Royaume-Uni: l'inflation ralentit, une aubaine sans doute temporaire pour le nouveau Premier ministre
L'inflation au Royaume-Uni a reculé à 2,6% en juin, notamment grâce à une baisse des prix des carburants, un coup de pouce bienvenu, mais probablement temporaire, pour le tout nouveau Premier ministre travailliste Andy Burnham, qui a fait du pouvoir d'achat une priorité.
Arrivé lundi à Downing Street en remplacement de Keir Starmer, le dirigeant de 56 ans a rapidement affiché ses intentions en matière de lutte contre la vie chère: il a annoncé mardi la suppression de la TVA sur l'électricité cet hiver, avant de rétablir mercredi un plafond de 2 livres (2,35 euros) sur les tarifs des bus en Angleterre à partir de janvier.

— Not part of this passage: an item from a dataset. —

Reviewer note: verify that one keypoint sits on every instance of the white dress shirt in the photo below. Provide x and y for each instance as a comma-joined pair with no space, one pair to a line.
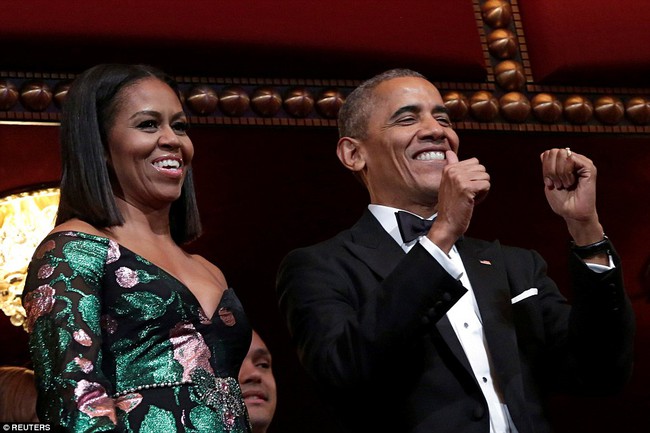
464,316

Il promet d'autres annonces dans les jours à venir.
Après s'être maintenue à 2,8% sur un an en mai, l'inflation a finalement reculé davantage qu'attendu en juin, à 2,6%, contre 2,7% anticipé par les économistes, selon les chiffres publiés mercredi par l'Office national des statistiques (ONS).
La baisse de l'inflation a aussi été portée par le recul des prix de l'alimentation en juin, tandis que les vêtements ont bénéficié des soldes d'été. Le coût des matières premières a par ailleurs diminué pour la première fois depuis janvier, aidé par la baisse des cours du pétrole brut, a indiqué l'ONS.

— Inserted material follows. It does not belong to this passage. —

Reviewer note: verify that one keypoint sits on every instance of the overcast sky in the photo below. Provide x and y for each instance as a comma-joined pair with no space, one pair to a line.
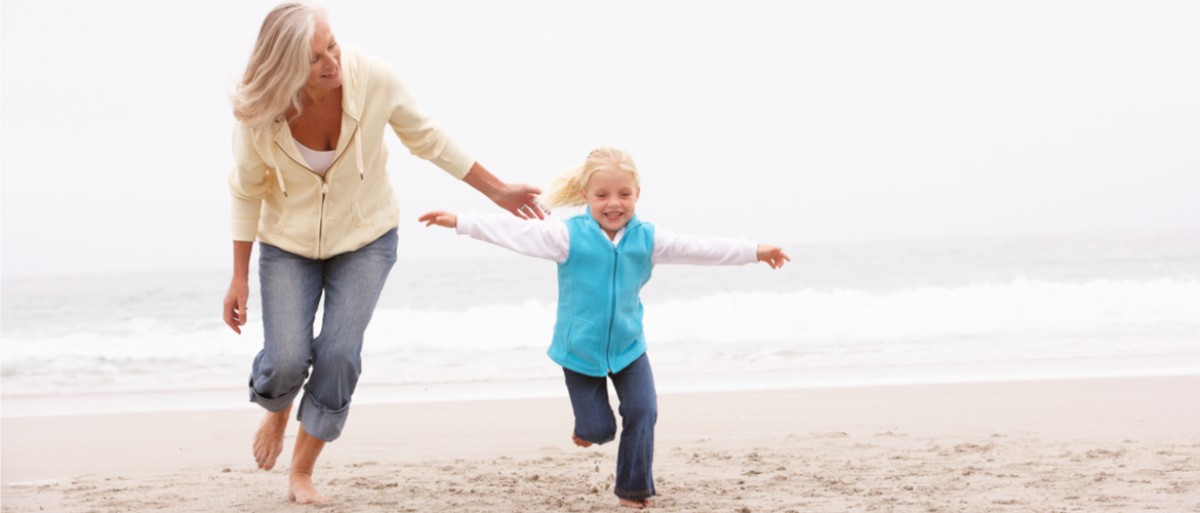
785,122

- Forte inflation attendue -
"La baisse de l'inflation est une nouvelle que les familles veulent entendre, mais il reste encore beaucoup à faire pour donner un peu d'air aux gens", a réagi le nouveau ministre des Finances, John Healey, soulignant le choix de la nouvelle équipe dirigeante de se concentrer "sur le coût de la vie dès la première semaine".

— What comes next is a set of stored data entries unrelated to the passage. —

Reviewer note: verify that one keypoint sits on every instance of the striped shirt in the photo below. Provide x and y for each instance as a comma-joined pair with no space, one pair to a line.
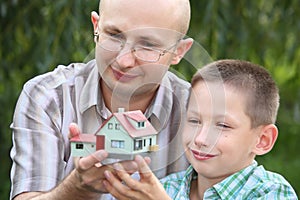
50,102
253,182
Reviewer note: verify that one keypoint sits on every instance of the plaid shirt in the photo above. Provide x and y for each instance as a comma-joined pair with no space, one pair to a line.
253,182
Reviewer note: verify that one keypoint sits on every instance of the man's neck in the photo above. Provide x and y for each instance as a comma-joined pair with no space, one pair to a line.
135,102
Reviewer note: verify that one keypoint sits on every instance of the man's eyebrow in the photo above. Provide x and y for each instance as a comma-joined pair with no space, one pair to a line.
109,27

Mais selon les économistes, cette accalmie pourrait être de courte durée, notamment parce que le plafond sur les prix de l'énergie dans le pays, révisé tous les trois mois par le régulateur du secteur (Ofgem) et qui avait jusqu'ici contribué à amortir l'impact de la guerre au Moyen-Orient, a augmenté de 13% en juillet.
En outre, le regain de tensions au Moyen-Orient "a fait remonter les prix de l'énergie en juillet" pointe James Smith, économiste en chef du centre de réflexion Resolution Foundation. "L'inflation devrait repartir à la hausse" et ce "malgré la réduction de la TVA sur les factures d'électricité décidée par le gouvernement".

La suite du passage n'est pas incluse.